To get over that barrier, Stover said they try to show the personal side of UI, much like Neiheisel does in the enrollment management offices.
“We really care about what happens to them (the students),” Stover said.
It also helps that their graduates are getting jobs, and that they have a unique program filled with hands-on learning, she said.
The isolation of UI is also a problem for the International Programs Office, said Mary Ellen Brewick, manager of international marketing and recruitment.
“For UI, a small community in a state that doesn’t have name recognition, it’s a little bit of a harder sale,” she said.
She said when IPO goes to recruitment fairs and gives presentations, they have a map showing where Idaho is, and how close it is to Seattle and California.
They also have to deal with the fact that UI does not have that big of a reputation overseas, Brewick said.
She said word of mouth has been the main way people hear about UI, and how students had been recruited in the past, but two years ago they started to recruit differently.
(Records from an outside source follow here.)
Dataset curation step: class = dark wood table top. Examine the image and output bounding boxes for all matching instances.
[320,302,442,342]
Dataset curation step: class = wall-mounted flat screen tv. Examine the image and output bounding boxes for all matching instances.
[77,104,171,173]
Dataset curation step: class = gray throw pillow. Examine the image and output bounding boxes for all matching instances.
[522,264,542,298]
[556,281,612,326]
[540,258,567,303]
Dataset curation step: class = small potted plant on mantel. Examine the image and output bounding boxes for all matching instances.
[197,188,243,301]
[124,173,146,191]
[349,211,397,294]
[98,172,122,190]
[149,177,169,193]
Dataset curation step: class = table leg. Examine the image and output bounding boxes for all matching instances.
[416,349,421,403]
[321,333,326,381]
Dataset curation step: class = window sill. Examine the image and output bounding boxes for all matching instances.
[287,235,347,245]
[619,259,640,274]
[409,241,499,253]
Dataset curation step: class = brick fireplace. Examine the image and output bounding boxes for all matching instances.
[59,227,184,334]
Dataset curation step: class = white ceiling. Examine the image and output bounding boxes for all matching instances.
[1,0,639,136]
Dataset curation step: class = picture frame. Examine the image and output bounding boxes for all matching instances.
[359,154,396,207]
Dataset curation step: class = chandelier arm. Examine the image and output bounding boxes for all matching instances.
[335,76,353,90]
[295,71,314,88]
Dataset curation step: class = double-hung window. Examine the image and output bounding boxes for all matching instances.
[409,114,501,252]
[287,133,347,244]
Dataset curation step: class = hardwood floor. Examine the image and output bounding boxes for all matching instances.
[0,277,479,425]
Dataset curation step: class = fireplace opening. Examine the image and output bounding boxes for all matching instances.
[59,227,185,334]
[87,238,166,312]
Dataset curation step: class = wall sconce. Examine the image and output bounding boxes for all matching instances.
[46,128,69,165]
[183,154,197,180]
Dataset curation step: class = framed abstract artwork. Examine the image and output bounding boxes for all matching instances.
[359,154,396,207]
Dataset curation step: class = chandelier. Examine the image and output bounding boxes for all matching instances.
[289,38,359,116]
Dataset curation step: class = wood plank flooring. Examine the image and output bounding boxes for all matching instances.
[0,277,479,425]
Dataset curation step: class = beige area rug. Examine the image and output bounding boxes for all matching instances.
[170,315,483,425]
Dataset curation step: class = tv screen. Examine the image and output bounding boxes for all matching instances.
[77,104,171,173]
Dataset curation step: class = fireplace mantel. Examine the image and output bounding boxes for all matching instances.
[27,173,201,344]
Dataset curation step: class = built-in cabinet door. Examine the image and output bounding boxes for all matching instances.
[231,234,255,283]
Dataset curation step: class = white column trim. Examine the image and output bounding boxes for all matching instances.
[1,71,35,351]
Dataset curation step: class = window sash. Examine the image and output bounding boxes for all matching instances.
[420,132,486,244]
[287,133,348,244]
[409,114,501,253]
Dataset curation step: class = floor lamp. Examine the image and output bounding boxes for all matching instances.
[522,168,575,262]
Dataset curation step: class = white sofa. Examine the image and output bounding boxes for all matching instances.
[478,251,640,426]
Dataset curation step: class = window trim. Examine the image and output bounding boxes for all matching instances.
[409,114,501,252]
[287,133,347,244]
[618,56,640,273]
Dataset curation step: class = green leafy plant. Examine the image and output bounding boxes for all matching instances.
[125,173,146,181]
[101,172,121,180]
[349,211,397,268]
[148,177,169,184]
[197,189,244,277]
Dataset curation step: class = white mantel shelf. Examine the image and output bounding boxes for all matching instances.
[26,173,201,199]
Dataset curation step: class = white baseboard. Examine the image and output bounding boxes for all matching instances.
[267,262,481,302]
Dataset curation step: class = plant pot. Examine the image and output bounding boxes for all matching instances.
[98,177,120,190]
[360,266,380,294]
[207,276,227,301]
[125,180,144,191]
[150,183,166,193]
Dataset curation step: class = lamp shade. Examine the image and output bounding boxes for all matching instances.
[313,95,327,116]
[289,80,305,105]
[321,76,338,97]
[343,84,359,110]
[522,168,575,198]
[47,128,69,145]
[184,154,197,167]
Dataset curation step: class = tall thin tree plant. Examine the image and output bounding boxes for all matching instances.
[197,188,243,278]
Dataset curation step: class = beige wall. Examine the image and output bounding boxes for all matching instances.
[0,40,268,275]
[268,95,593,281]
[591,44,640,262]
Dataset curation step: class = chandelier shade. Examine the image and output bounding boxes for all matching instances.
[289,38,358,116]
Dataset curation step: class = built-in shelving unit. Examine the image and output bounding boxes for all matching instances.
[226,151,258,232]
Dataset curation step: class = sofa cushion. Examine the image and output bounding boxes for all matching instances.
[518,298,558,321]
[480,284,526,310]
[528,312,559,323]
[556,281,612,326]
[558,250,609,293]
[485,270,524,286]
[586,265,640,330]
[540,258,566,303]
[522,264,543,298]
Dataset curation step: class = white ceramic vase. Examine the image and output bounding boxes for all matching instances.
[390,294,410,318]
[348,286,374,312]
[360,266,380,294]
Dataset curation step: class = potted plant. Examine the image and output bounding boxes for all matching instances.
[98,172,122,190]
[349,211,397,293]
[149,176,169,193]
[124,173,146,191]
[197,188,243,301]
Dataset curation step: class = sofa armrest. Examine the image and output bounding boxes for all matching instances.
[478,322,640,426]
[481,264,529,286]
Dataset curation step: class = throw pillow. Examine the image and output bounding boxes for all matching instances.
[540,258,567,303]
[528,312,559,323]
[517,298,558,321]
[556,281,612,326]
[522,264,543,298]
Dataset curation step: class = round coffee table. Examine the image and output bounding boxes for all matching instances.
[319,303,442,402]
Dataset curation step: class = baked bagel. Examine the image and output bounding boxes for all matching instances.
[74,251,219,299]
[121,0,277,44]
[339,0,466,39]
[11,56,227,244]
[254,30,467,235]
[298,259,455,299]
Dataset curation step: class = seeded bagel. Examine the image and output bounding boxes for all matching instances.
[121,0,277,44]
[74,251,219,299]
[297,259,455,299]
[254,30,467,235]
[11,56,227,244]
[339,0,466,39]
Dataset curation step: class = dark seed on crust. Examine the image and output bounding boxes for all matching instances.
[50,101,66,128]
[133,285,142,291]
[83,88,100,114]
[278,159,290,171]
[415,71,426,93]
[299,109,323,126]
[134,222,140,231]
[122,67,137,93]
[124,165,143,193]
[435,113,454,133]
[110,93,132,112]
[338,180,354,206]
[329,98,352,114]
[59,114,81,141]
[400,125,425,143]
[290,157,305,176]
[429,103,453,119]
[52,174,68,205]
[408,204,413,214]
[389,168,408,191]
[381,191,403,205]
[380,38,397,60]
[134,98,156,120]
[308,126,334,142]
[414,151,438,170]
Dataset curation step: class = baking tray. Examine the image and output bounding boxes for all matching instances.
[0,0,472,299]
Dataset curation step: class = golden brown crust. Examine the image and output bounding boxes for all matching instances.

For the past 20 years, IPO has had steady numbers of international students coming to UI, which is great since it was mainly from word of mouth, Brewick said, but they are looking for the numbers to start growing.
She said they now have agents in different countries that work on recruiting students, and they are creating partnerships with schools of other countries.
Just as the different colleges in UI have to make a choice on whether to focus their recruitment strategies on freshmen or transfer students, out of state or in state, the IPO has to make the same choices. Though, Brewick said instead of out of state or in-state, they have to decide which countries would be the best to focus their recruitment efforts on.
“Right now China and Saudi Arabia are the two countries we get the most students from,” she said.
She said in order to study in America, international students have to prove that they can afford to live in America, so they take that into consideration when choosing which country to focus recruitment efforts on.
Though China and Saudi Arabia have the most students coming to UI, there are currently 667 international degree seeking students from 68 countries enrolled in UI, Brewick said.
They want that number to be 1,600, or 10 percent of UI’s population, by 2020, she said.
She said that they also work with the Athletic Department and other colleges to make sure that any students they recruit can come to UI and be successful.
“If feels like a team effort,” Brewick said about recruiting students, and she feels all of the admissions departments are in sync with one another.